"Melalui Ditjen Kebudayaan, apa pun produk budaya yang memiliki hak cipta bisa mengajukan gugatan melalui kantor HAKI Kemenkum HAM Malaysia, kami bisa memfasilitasi ini," demikian dikatakan Irjen Kemendikbudristek Chatarina Girsang.
Hal itu dikatakan Chatarina dalam Dialog Media tentang Selayang Pandang Merdeka Belajar serta Pembagian Pusat dan Daerah oleh Kemendikbudristek di Hotel Mercure Jakarta TB Simatupang, Jakarta Selatan, Sabtu (16/9/2023).
Chatarina menambahkan Ditjen Kebudayaan Kemendikbud tentu tidak bisa mengawasi semua yang terjadi di media atau YouTube. Pengawasan ini butuh peran serta masyarakat.
"Kementerian bisa melaporkan kondisi ini ke Ditjen HAKI Kemenkum HAM (Malaysia) sesuai dengan ketentuan yang ada, bila pemegang hak cipta mau, ini bisa kita fasilitasi," tegas mantan jaksa ini.
'Halo Kuala Lumpur' dari kanal YouTube Laku Kanak TV diduga telah melanggar hak cipta atas karya lagu 'Halo, Halo Bandung' ciptaan Ismail Marzuki karena dianggap telah mengambil musik dan mengubah lirik aslinya.
Lagu 'Halo, Halo Bandung', pertama kali diumumkan pada 1 Mei 1946 dan sudah tercatat di Direktorat Jenderal Kekayaan Intelektual (DJKI) Kementerian Hukum dan HAM dengan nomor permohonan EC00202106966.
Di Indonesia, perlindungan hak cipta atas karya cipta lagu berlaku selama hidup pencipta ditambah 70 tahun setelah pencipta meninggal dunia (Pasal 58 ayat 2 Undang-undang Nomor 28 Tahun 2014 Tentang Hak Cipta). Pencatatan hak cipta di Indonesia tidak diwajibkan, akan tetapi para kreator didorong untuk mencatatkannya di DJKI sebagai bagian dari upaya defensif apabila suatu ketika terjadi klaim dari pihak lain yang merugikan pencipta atau pemegang hak cipta.

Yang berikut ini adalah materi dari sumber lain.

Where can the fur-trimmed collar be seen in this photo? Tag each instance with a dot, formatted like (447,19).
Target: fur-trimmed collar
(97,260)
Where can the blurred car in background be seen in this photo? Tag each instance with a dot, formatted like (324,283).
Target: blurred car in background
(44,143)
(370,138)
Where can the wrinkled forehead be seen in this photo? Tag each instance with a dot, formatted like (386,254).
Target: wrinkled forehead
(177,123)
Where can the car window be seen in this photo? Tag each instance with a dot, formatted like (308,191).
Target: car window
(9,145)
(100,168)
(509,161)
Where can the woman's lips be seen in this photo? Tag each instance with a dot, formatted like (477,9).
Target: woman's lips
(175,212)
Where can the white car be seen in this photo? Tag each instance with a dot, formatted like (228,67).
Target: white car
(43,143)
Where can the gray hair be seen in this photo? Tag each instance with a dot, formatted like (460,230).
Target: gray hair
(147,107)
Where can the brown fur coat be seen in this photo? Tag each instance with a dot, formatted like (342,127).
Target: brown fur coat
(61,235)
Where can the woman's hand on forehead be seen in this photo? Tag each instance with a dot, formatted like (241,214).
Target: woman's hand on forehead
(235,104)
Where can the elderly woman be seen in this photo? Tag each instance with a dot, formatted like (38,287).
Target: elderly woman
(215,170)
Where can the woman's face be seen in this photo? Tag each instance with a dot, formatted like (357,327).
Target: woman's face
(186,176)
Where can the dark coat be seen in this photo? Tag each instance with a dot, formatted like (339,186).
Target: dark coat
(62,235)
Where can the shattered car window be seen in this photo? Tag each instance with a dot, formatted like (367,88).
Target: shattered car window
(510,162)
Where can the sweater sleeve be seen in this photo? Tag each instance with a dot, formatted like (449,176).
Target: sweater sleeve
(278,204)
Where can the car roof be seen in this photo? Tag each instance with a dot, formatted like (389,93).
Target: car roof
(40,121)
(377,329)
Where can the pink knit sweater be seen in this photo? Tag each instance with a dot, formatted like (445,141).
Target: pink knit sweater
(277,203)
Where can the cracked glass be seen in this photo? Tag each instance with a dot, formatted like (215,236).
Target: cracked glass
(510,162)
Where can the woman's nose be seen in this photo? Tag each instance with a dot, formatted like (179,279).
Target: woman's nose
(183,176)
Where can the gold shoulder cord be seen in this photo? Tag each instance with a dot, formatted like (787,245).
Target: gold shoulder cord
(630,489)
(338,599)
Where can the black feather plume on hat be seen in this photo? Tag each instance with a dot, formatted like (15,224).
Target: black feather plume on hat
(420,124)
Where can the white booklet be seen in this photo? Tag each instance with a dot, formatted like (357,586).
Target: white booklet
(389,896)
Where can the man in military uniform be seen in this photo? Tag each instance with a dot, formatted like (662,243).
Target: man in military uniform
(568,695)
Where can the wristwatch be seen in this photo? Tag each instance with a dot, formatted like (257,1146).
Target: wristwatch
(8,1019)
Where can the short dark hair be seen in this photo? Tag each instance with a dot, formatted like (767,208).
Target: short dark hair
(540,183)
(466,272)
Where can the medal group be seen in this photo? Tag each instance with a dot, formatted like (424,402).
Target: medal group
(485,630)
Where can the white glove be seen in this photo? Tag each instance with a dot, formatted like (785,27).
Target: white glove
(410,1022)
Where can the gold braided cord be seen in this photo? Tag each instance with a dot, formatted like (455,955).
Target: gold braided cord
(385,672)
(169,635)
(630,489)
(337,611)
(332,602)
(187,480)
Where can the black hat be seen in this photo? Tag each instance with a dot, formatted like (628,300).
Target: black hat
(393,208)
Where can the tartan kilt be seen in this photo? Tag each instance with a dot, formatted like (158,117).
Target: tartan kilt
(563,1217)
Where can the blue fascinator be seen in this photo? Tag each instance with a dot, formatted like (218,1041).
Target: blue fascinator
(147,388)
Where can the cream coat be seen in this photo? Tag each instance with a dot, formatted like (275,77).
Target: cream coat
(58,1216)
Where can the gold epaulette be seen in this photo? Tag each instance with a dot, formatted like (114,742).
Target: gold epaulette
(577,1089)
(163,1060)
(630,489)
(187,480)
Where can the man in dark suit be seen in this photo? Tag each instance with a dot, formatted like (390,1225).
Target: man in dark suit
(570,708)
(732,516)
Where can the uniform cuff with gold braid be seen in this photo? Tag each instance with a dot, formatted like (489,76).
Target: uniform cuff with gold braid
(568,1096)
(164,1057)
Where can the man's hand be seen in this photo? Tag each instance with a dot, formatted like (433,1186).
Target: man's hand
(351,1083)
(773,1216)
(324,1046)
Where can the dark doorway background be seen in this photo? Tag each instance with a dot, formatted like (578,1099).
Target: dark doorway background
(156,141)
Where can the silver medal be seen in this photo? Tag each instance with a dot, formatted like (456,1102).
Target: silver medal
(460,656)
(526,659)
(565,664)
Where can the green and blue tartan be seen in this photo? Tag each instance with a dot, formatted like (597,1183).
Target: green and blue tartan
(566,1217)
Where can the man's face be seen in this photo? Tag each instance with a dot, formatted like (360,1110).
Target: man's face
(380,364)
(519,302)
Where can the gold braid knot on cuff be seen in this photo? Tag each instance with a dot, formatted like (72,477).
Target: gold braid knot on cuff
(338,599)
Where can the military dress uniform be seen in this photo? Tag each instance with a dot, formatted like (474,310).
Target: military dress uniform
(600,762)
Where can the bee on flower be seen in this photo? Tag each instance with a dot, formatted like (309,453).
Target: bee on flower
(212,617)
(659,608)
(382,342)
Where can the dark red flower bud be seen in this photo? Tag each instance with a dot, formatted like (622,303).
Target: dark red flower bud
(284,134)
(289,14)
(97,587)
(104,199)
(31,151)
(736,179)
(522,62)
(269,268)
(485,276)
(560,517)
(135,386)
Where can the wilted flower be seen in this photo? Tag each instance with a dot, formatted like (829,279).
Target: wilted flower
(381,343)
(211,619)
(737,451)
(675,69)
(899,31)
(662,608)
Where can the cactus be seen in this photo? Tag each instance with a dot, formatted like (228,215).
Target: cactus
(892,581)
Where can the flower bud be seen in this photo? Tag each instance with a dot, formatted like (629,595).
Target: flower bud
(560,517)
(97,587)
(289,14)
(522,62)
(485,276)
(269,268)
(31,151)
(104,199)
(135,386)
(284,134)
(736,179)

DJKI Kemenkum HAM sebelumnya angkat bicara bahwa karya seseorang tidak bisa diubah seenaknya.
DJKI menjelaskan, apabila ada orang maupun pihak lain yang mengambil musik atau pun mengubah lirik dari suatu karya lagu tanpa meminta izin dan tidak mencantumkan nama penciptanya, maka hal tersebut patut diduga sebagai bentuk pelanggaran hak cipta atas hak moral.
Kemudian, apabila lagu tersebut diunggah ke platform digital tentunya tindakan itu juga akan merugikan pencipta dan pemegang hak cipta baik dari sudut pandang hak moral maupun hak ekonomi.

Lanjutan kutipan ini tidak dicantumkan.